Neste texto, gostaria de mostrar esse “dispositivo-Ratzinger” em quatro versões, historicamente progressivas, quase como uma “implementação” cada vez mais afinada e afiada dele.
A apresentação irá abranger, em ordem, quatro documentos eclesiais totalmente característicos dessa abordagem: a “Carta sobre a primeira confissão” do arcebispo de Munique de 1977; a carta apostólica Ordinatio sacerdotalis de 1994; a instrução Liturgiam authenticam de 2001; o motu proprio Summorum pontificum, de 2007; ao qual deve ser acrescentada a “carta aos bispos alemães” sobre a questão do “pro multis” de 2012.
No cerne de cada um desses documentos, em um arco de nada menos do que 35 anos, encontra-se o mesmo mecanismo argumentativo, claramente reconhecível, fascinante e distrativo, límpido e ao mesmo tempo obscuro, em que apego e razão se fundem e se confundem.
Uma breve investigação será capaz de trazer à luz o seu ponto cego, mas também a dívida que todos temos para com esse modo de pensar e de definir a reflexão sobre a tradição eclesial e do qual, se quisermos reler significativamente o Concílio Vaticano II, deveremos, mais cedo ou mais tarde, nos libertar.
3.1. A conclusão é insinuada nas premissas: Carta sobre a primeira confissão
O primeiro “lugar doutrinal” onde é posto em operação o “dispositivo-Ratzinger” é a relação entre primeira confissão e primeira comunhão, que o então arcebispo de Munique redefine “contra” a virada impressa pelo seu antecessor, o cardeal J. Doepfner, que havia deslocado a primeira confissão para depois da primeira comunhão.
A pretensão é de contrastar um “uso pedagógico” da tradição, mas a teologia que deveria guiar o novo aviso se identifica, simplesmente, com a “evidência afetiva” do princípio de autoridade.
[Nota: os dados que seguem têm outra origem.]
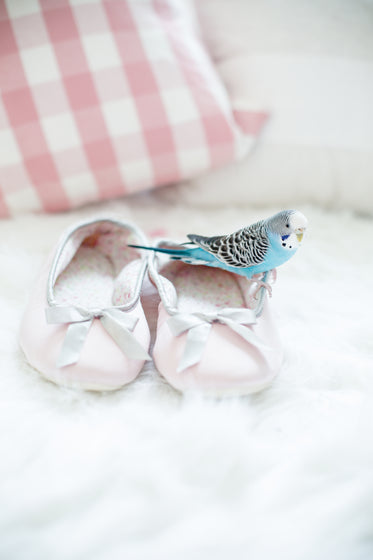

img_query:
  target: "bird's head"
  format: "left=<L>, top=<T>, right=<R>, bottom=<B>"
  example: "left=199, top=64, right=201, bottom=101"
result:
left=268, top=210, right=308, bottom=250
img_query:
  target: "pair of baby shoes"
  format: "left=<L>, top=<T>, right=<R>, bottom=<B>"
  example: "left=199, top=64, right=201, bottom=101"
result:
left=20, top=217, right=282, bottom=395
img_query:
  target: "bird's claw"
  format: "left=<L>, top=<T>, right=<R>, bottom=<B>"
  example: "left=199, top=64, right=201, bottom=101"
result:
left=251, top=278, right=272, bottom=298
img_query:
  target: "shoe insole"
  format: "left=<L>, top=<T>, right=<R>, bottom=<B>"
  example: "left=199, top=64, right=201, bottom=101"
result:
left=161, top=262, right=245, bottom=313
left=54, top=245, right=115, bottom=308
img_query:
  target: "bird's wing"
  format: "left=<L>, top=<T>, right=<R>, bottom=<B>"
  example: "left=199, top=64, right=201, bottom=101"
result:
left=188, top=221, right=269, bottom=268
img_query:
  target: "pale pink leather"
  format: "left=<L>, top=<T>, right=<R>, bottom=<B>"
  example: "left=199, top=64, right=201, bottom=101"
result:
left=153, top=262, right=283, bottom=395
left=20, top=221, right=150, bottom=390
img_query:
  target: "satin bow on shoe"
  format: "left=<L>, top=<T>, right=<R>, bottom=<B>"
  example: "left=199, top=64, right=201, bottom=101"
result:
left=45, top=306, right=151, bottom=368
left=168, top=308, right=268, bottom=372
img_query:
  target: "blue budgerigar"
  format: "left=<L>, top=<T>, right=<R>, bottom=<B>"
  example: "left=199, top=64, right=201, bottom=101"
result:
left=131, top=210, right=307, bottom=278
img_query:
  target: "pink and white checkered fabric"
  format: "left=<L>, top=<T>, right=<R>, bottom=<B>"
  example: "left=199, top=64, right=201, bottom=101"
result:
left=0, top=0, right=265, bottom=217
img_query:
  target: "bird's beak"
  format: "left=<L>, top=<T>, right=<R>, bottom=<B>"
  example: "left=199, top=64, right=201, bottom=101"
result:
left=295, top=228, right=304, bottom=243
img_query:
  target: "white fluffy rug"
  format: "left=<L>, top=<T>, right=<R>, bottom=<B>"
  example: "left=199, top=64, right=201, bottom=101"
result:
left=0, top=195, right=373, bottom=560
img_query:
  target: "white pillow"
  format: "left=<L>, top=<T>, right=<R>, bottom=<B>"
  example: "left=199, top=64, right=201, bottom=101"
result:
left=172, top=0, right=373, bottom=213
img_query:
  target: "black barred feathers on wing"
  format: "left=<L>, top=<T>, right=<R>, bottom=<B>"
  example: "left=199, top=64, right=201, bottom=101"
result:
left=188, top=220, right=269, bottom=268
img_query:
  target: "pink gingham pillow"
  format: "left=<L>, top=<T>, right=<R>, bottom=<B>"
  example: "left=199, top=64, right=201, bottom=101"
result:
left=0, top=0, right=265, bottom=216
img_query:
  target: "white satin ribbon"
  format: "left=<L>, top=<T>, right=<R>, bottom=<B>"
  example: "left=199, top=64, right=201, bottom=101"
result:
left=167, top=308, right=268, bottom=372
left=45, top=306, right=150, bottom=368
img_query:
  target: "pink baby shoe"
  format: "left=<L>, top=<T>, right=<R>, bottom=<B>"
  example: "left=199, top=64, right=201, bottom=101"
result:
left=20, top=218, right=150, bottom=391
left=145, top=241, right=283, bottom=396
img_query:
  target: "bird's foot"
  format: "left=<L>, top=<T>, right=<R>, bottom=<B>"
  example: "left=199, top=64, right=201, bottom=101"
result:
left=251, top=276, right=272, bottom=299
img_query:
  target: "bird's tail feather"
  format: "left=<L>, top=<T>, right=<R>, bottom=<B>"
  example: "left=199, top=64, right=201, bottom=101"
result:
left=128, top=243, right=214, bottom=266
left=128, top=244, right=189, bottom=257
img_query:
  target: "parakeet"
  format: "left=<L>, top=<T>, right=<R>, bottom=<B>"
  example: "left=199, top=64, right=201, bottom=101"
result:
left=130, top=210, right=307, bottom=278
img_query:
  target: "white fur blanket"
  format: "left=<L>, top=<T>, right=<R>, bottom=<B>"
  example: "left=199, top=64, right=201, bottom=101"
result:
left=0, top=194, right=373, bottom=560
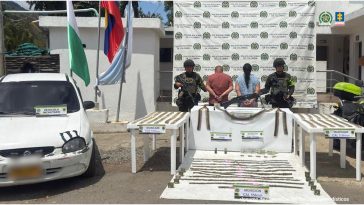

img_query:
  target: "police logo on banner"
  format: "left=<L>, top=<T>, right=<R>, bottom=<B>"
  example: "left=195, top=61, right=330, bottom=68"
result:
left=289, top=32, right=297, bottom=38
left=260, top=32, right=268, bottom=38
left=193, top=43, right=201, bottom=50
left=174, top=32, right=182, bottom=39
left=307, top=65, right=315, bottom=73
left=283, top=64, right=288, bottom=72
left=289, top=53, right=297, bottom=61
left=174, top=11, right=182, bottom=18
left=193, top=1, right=201, bottom=8
left=279, top=1, right=287, bottom=8
left=221, top=1, right=229, bottom=8
left=259, top=11, right=268, bottom=18
left=231, top=11, right=239, bottom=18
left=250, top=43, right=259, bottom=50
left=307, top=1, right=316, bottom=6
left=202, top=54, right=210, bottom=61
left=231, top=32, right=239, bottom=39
left=250, top=1, right=258, bottom=8
left=319, top=11, right=332, bottom=26
left=221, top=21, right=230, bottom=28
left=291, top=75, right=297, bottom=83
left=202, top=32, right=211, bottom=39
left=222, top=64, right=230, bottom=72
left=260, top=53, right=269, bottom=61
left=193, top=22, right=201, bottom=28
left=279, top=21, right=288, bottom=28
left=279, top=43, right=288, bottom=50
left=306, top=88, right=316, bottom=95
left=288, top=11, right=297, bottom=17
left=231, top=53, right=239, bottom=61
left=221, top=43, right=230, bottom=50
left=308, top=21, right=315, bottom=28
left=260, top=75, right=268, bottom=82
left=307, top=43, right=315, bottom=51
left=202, top=11, right=210, bottom=18
left=250, top=21, right=258, bottom=28
left=174, top=54, right=182, bottom=61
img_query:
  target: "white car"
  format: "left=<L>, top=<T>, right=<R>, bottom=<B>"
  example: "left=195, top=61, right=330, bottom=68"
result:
left=0, top=73, right=96, bottom=187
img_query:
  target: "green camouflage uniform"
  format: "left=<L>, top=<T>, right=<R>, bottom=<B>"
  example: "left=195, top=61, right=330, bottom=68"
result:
left=264, top=72, right=295, bottom=108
No texto da carta pastoral “Primeira confissão e primeira comunhão das crianças” (1977), Ratzinger chega a inverter o sentido da tradição, a fim de garantir a sobrevivência da prática (para ele) mais tradicional, afirmando um primado de um sacramento de cura em relação a um sacramento de iniciação, em grave tensão até mesmo com o Concílio de Trento e com a diferença “de dignidade” que ele exige que seja reconhecida entre os sacramentos.
De fato, ele afirma: “Somente com a confissão pessoal tornam-se verdadeiras as invocações de perdão da liturgia eucarística e essa liturgia eucarística da Igreja conserva a sua grande profundidade pessoal que, aliás, é o pressuposto da verdadeira comunhão” (n. 9).
Ele chega, assim, a subordinar a comunhão eucarística à confissão pessoal, como regra de abordagem original ao sentido da própria comunhão, com uma evidente e grave forçação da tradição.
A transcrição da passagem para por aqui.